Deploying Elastic Cloud on Kubernetes (ECK): From Quick Starts to Production
Introduction: The Operator Pattern Changes Everything
For years, running Elasticsearch on Kubernetes was considered an anti-pattern. The conventional wisdom went like this: stateful workloads like Elasticsearch need stable storage, predictable networking, and careful orchestration—all things Kubernetes was supposedly bad at. Teams would run Elasticsearch on VMs, carefully tuning each node, managing certificates manually, and scripting complex upgrade procedures.
Then Kubernetes matured. StatefulSets brought stable identity and ordered deployment. The Operator pattern emerged, encoding operational knowledge directly into Kubernetes controllers. And Elastic built ECK—the Elastic Cloud on Kubernetes operator—which automates the full lifecycle of the Elastic Stack on Kubernetes.
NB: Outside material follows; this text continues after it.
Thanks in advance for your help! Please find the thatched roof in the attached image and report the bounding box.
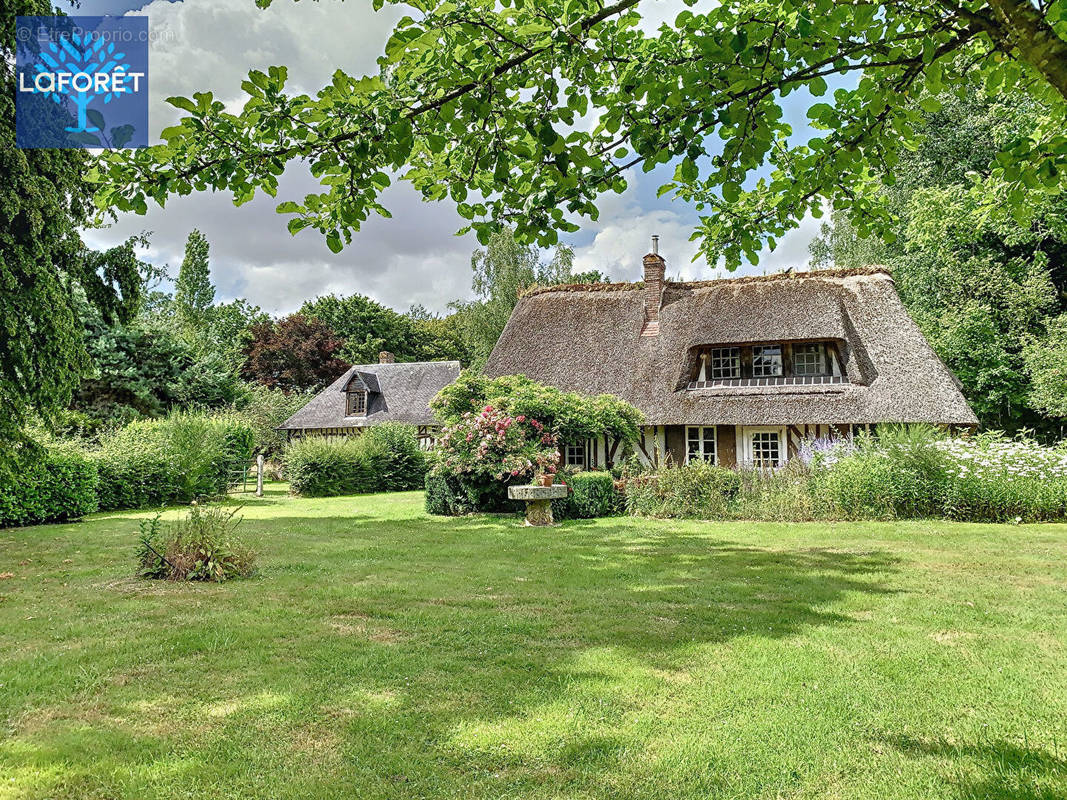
[485,268,977,425]
[278,362,460,430]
Today, ECK represents a paradigm shift: running production Elasticsearch on Kubernetes is not just viable, it's often easier and more reliable than traditional approaches. The operator handles certificate rotation, rolling upgrades, scale-out operations, and cross-cluster replication—all the tasks that once required runbooks and midnight maintenance windows.
This document explores the landscape of ECK deployment methods, from quick-start patterns to production-ready approaches, and explains why Project Planton defaults to Helm-based installation with a clear path to GitOps maturity.
Understanding ECK: The Operator
Before diving into deployment methods, it's important to understand what ECK actually is. ECK is a Kubernetes Operator that extends the Kubernetes API with Custom Resource Definitions (CRDs) for Elastic Stack components: Elasticsearch clusters, Kibana, APM Server, Enterprise Search, Beats, Elastic Agent, and Logstash.
When you create an Elasticsearch custom resource in Kubernetes, the ECK operator (running as a controller pod) reconciles your desired state with reality. It provisions StatefulSets, manages persistent volumes, generates TLS certificates, configures secure inter-node communication, and orchestrates rolling upgrades—all automatically.
ECK sits in the middle of a spectrum:
- Elastic Cloud (SaaS): Fully managed by Elastic. Zero operational burden, but limited infrastructure control and customization.
- ECK on Kubernetes: Automated lifecycle management via the operator. You manage the Kubernetes cluster; ECK manages the Elastic Stack.
- Self-Managed on VMs: Manual deployment and operation. Maximum control, maximum operational complexity.
ECK brings the automation of managed services to your own infrastructure. For teams already invested in Kubernetes, it's the sweet spot: you retain control over infrastructure, data residency, and configuration while delegating operational toil to the operator.
Licensing: Open and Flexible
ECK is distributed under the Elastic License v2 with two tiers:
- Basic (free): Includes all core features—security (TLS, authentication, RBAC), monitoring, alerting, Canvas, Maps, and Kibana Spaces. This is production-ready and suitable for most use cases.
- Enterprise (paid): Unlocks advanced features like machine learning, cross-cluster replication, searchable snapshots (frozen tier), and official Elastic support with SLAs.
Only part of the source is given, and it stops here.